"Of course the post office order can be traced, and we shall endeavour to find out who changed it, if it has been changed, but it will not be found that Mr. Arthur Murray had anything to do with it," concluded the lawyer.
This was the way in which Mr. Andrews turned the tables on Lady Mary, for the magistrate admitted in his speech that nothing was more likely than that the suggestion Mr. Andrews had made was the true solution of the mystery concerning the disappearance of the letter. He then assured Arthur that he left the court without the slightest stain upon his character, and congratulated him on being able to prove his innocence of all share in the theft.
No names were mentioned, and Mr. Simmons could not say a word against the letter being spoken of, but it annoyed him exceedingly, for he had seen Lady Mary, and she had expressed her opinion that Arthur could still be charged with stealing the letter and post office order. She was not in court, or she might have made the charge there and then, and declared, what in truth her blind prejudice had made her believe, that Arthur had prompted her son to cash the cheque, and had shared in the proceeds of both cheque and post office order, quite ignoring the fact that a post office order must be signed by the receiver of the money. She would never have believed that her darling had touched it, if she had not received a telegram from her brother, more incisive than polite, telling her not to be a fool and stir up dirty water, before she received a letter from him.
If this telegram had reached her ladyship a few hours earlier, Arthur would not have been arrested, but by the time Mr. Simmons received it, Arthur was in the cells, and Mr.
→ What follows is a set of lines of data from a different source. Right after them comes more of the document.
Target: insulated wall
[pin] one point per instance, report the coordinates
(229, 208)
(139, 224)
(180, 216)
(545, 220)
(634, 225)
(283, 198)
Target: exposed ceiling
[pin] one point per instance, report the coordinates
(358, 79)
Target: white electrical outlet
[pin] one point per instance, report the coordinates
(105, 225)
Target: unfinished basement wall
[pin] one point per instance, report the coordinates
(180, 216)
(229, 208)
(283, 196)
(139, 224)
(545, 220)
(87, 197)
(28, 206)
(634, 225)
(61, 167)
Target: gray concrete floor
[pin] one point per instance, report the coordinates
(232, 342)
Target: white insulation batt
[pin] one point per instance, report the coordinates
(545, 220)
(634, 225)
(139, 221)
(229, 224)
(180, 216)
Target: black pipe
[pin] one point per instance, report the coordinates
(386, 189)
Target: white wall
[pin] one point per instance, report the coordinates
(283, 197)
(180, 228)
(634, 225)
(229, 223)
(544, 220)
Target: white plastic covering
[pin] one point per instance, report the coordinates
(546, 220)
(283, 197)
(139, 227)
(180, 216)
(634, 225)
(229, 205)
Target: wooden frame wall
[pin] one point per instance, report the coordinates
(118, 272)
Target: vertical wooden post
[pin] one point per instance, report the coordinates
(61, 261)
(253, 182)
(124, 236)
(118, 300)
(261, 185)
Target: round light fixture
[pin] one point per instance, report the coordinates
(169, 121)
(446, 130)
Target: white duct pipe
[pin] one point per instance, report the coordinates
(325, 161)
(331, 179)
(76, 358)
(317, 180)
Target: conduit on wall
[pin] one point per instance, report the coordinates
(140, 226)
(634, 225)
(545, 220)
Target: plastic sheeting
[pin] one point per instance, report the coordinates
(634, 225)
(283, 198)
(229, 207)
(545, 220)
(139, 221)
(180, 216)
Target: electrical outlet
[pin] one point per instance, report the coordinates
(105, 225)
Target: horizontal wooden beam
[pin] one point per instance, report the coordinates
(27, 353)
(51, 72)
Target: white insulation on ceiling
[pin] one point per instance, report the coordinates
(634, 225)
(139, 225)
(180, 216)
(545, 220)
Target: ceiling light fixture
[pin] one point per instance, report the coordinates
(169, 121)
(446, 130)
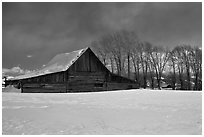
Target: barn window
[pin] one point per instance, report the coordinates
(98, 84)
Andrews was hunting up the necessary evidence to prove his innocence, which so seriously compromised Adrian.
The fact was, when Adrian rushed off to London to get out of the way, he found that his uncle asked so many questions as to the reason for his sudden arrival that he had to make a clean breast of the whole matter, and admit that he had cashed the cheque to pay a debt for which he was being pressed. Upon hearing this, Lord Lismore telegraphed to his sister, and wrote, saying that the culprit was Adrian himself, but that she was to blame for keeping the lad idling at home when he ought to be preparing himself for some useful life.
"It will never do for him to come back to that place, where he seems by his own account to have got into bad company, but you must spend a little of the money upon him now, that you have been hoarding. It is all very well to try and leave the lad a fortune, but you would be showing him more true kindness, if you spent something in helping him to make his own, or at least putting him in the way of earning his living decently as honourable men do. The best thing you can do for the lad is to let him go into the army. He says he would like that better than anything else, and so it would be better to send him to an establishment where they prepare young men for passing the necessary examinations."
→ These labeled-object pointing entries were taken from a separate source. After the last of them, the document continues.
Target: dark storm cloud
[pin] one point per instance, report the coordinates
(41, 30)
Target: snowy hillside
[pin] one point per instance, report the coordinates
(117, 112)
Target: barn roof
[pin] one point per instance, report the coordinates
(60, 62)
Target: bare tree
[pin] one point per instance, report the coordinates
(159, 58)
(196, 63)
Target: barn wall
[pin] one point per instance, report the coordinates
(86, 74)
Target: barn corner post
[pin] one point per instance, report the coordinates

"Of course you will have to spend some money, but you may as well do it in making him a useful man as let him waste it in loafing around billiard saloons, which seems to be all he has done lately."
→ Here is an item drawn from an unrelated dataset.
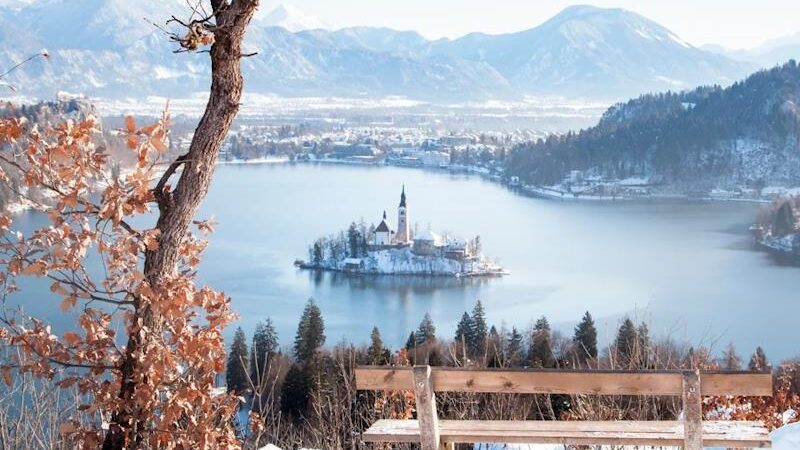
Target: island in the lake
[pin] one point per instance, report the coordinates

Lady Mary went almost frantic as she read this letter, but she knew that what her brother said was true, and that she would have to give up what had of late years become the dream of her life, and let Arthur Murray succeed to his inheritance just when it was likely to become profitable.
The letter she received from Mr. Simmons made her the more willing to do this, for how could she prove that Adrian did not appropriate the whole of the proceeds of the cheque for his own use. One thing was certain, he could never show his face in Fairmead again, now that this had all been made public. And so she wrote to her brother, asking him to make the necessary arrangements for Adrian to be placed under the care of a suitable instructor to fit him for entering the army.
This was a fortunate thing for the lad, or he would inevitably have drifted from bad to worse, and from robbing his mother, he might have proceeded to rob others, and thus have entered upon a career of crime instead of having the chance to live a useful life.
Mr. Andrews was soon informed that the necessary deeds and securities would be handed over to him by Mr. Simmons at an early date, and the money he held to redeem them would be accepted by Lady Mary without further dispute.